Насупленные удивленные ухмыляющиеся довольные самодовольные недоверчивые отчаявшиеся отрешенные кудлатые приглаженные подобия Рембрандта действительно образуют своего рода шкалу, она же школа. Лицо как бы учит себя без остатка совпадать с любым предъявленным эталоном — и от него отказываться. Так дрезденский автопортрет с мертвой выпью — усы, берет с пером, поднятая рука держит птицу, как голиафову голову, — рифмуется еще и с победным Самсоном, руки в боки стоящим у отцовских дверей.

Еще экономней работают поздние, скупые автопортреты с их темными шляпами и белыми льняными шапочками, под которыми последовательно тестируются лица примирения, отчаянья, насмешки. У них есть, кажется, общий итог, особое свойство взгляда, которое проще определить в апофатическом ключе, сказать себе, чего там нет. Нету, кажется, главного родового свойства жанра: попытки проникновения. Портрет с его отчетливой собранностью в пучок таранящих значений — персонифицированная просьба о внимании, о месте под солнцем. Он пытается открыть твою голову, как дверь, войти, остаться. У него есть интенсивность письма в бутылке, сообщения на автоответчике — послания, которое рано или поздно станет последним.

Рембрандтовские автопортреты — существа другого вида, они не ищут внимания, но со всей мыслимой щедростью предоставляют тебе свое.
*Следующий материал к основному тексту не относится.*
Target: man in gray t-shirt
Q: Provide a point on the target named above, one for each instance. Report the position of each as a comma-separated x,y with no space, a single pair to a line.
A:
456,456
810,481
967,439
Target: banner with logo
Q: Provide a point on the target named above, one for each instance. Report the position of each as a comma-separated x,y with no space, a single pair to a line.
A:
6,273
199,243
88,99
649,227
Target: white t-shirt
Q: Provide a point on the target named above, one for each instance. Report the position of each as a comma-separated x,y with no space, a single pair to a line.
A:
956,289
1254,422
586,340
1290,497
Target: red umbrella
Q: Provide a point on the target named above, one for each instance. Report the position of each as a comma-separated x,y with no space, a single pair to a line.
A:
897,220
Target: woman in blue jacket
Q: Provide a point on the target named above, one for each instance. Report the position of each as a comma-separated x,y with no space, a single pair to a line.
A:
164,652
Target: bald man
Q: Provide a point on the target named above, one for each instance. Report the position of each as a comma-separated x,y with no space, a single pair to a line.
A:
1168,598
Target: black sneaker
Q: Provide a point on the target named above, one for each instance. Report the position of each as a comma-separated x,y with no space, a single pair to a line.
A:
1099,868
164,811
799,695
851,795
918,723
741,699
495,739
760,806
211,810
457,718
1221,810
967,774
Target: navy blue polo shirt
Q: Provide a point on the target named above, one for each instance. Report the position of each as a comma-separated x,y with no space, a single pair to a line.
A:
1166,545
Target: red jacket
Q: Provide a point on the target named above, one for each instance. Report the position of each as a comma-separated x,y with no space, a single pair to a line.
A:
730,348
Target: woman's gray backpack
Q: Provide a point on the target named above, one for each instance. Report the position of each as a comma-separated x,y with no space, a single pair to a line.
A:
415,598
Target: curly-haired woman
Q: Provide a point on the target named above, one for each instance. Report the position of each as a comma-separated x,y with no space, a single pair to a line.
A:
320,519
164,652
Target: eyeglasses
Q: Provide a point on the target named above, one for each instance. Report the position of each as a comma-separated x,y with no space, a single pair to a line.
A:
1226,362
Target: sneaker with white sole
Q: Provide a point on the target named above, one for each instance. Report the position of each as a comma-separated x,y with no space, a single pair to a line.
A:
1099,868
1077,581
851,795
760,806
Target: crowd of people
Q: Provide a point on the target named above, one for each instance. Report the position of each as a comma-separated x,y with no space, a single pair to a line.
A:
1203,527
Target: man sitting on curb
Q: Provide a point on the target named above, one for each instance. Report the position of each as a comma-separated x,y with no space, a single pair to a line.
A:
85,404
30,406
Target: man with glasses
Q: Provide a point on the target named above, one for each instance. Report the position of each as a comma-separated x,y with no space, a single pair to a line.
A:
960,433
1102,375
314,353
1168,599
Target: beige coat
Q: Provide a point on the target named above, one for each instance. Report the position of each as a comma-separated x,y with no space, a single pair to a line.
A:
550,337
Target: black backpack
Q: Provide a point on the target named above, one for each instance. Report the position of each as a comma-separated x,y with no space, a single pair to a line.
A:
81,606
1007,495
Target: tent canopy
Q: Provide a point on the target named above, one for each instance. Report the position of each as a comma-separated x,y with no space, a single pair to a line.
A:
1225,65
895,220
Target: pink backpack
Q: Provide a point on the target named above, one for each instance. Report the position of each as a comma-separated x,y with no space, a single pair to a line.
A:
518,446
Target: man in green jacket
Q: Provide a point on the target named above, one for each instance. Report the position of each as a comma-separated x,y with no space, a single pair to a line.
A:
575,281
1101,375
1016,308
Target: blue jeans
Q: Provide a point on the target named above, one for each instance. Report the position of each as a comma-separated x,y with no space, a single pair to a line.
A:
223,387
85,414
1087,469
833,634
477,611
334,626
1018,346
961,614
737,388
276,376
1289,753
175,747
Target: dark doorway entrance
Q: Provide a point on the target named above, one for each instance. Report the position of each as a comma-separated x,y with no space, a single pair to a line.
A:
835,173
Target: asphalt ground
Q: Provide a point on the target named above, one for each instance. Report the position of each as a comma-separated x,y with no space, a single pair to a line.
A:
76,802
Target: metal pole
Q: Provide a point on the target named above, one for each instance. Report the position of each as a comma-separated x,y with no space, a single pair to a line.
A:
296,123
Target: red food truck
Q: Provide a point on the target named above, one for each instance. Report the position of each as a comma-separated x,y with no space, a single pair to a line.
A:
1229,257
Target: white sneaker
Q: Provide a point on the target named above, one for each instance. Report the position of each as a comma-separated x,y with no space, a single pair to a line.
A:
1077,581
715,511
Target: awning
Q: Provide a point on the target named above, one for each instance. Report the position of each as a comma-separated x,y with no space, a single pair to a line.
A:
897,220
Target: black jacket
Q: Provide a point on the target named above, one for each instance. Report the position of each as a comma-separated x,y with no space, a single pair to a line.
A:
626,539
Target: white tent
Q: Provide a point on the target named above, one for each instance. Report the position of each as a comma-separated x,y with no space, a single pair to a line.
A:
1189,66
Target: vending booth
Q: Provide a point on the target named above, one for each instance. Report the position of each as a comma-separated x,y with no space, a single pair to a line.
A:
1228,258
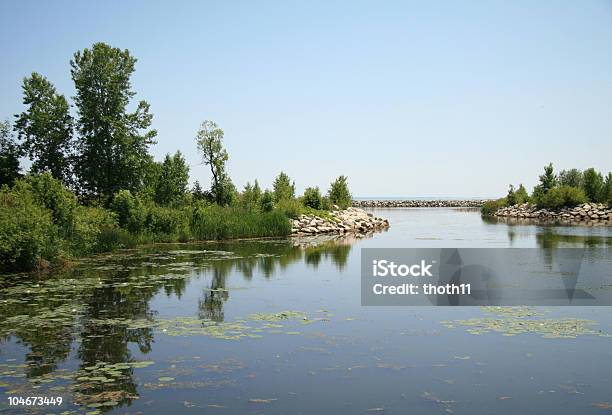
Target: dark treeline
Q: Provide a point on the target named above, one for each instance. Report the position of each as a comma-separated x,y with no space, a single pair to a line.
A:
93,186
555,191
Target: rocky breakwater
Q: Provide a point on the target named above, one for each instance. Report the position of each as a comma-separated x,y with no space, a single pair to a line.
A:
587,212
418,203
351,220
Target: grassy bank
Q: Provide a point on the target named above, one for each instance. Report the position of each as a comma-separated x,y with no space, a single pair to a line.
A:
43,223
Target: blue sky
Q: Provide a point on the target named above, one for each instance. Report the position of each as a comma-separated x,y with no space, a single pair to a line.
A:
429,98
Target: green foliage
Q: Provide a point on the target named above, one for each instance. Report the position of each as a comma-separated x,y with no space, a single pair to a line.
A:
113,144
9,156
168,224
27,232
130,210
209,141
266,203
517,196
217,222
312,198
95,230
572,178
491,206
282,188
548,180
559,197
593,185
173,180
251,196
290,208
607,190
53,195
339,193
45,128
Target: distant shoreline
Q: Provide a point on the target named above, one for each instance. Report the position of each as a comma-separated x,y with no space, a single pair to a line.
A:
418,203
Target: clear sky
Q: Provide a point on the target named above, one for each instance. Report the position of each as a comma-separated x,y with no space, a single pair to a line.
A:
429,98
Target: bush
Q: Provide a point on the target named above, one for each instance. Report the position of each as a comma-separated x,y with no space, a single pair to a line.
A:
291,208
491,206
266,203
282,187
95,230
559,197
312,198
339,193
216,222
167,223
593,184
131,212
27,232
53,195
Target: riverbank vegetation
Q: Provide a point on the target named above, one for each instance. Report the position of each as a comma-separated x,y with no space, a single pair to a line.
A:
569,188
93,186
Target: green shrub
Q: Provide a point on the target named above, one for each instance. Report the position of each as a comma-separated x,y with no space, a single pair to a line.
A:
216,222
130,210
95,230
53,195
491,206
339,193
266,202
312,198
167,223
27,232
593,184
562,196
282,187
290,208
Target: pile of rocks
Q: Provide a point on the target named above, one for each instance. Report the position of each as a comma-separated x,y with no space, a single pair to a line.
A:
586,212
418,203
339,221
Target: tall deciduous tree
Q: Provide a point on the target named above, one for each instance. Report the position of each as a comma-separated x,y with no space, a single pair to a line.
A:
114,143
210,143
283,188
9,156
45,128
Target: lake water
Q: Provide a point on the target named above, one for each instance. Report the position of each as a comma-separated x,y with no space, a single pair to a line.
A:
276,327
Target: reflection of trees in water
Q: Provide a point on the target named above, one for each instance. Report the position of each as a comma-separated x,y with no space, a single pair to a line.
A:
127,283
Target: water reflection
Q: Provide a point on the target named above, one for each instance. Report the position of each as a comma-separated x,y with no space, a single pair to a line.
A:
95,305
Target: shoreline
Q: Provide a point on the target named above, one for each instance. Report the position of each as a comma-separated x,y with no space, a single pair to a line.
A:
416,203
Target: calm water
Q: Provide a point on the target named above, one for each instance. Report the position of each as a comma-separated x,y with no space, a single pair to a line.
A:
276,327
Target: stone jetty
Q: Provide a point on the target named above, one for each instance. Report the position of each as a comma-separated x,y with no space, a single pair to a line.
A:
418,203
351,220
587,212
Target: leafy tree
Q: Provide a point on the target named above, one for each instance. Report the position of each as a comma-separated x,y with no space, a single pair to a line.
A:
520,195
173,179
197,192
45,128
510,197
607,190
572,178
339,193
113,144
267,201
251,196
282,187
593,184
312,198
548,180
210,143
9,156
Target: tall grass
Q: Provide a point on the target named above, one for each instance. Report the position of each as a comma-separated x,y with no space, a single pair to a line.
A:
216,222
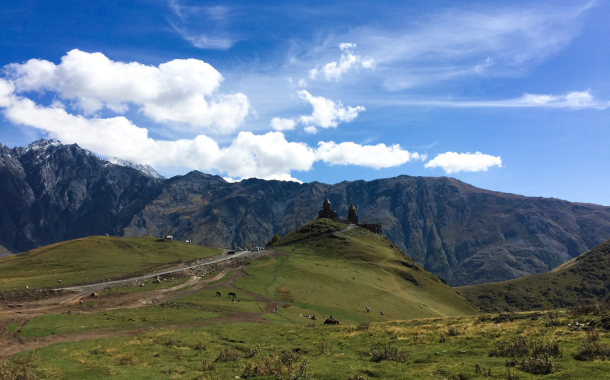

Это общее свойство внутреннего пространства картины — и взгляда, который встречает на пороге, открывается и впускает, образует мягкую ямку для совместного пребывания, внутриутробное пространство, заведомо предназначенное для прощания. Что и с чем расстается тут, что кончается, едва успев начаться? Если помнить о том, что мы глядим (хоть на тот же портрет в желтой робе) в прямом смысле глазами Рембрандта, из его головы — словно она телескоп, за медную монетку придвигающий к нам удаленный сегмент действительности, — то в эту минуту мы с нежностью и благодарностью покидаем самих себя. То, что тут происходит, — одновременное исчезновение обеих чашек весов, обеих частей уравнения, игрека вместе с иксом. В ямке, на опустевшем месте встречи, остается его постоянный жилец: невидимая мертвая обезьяна.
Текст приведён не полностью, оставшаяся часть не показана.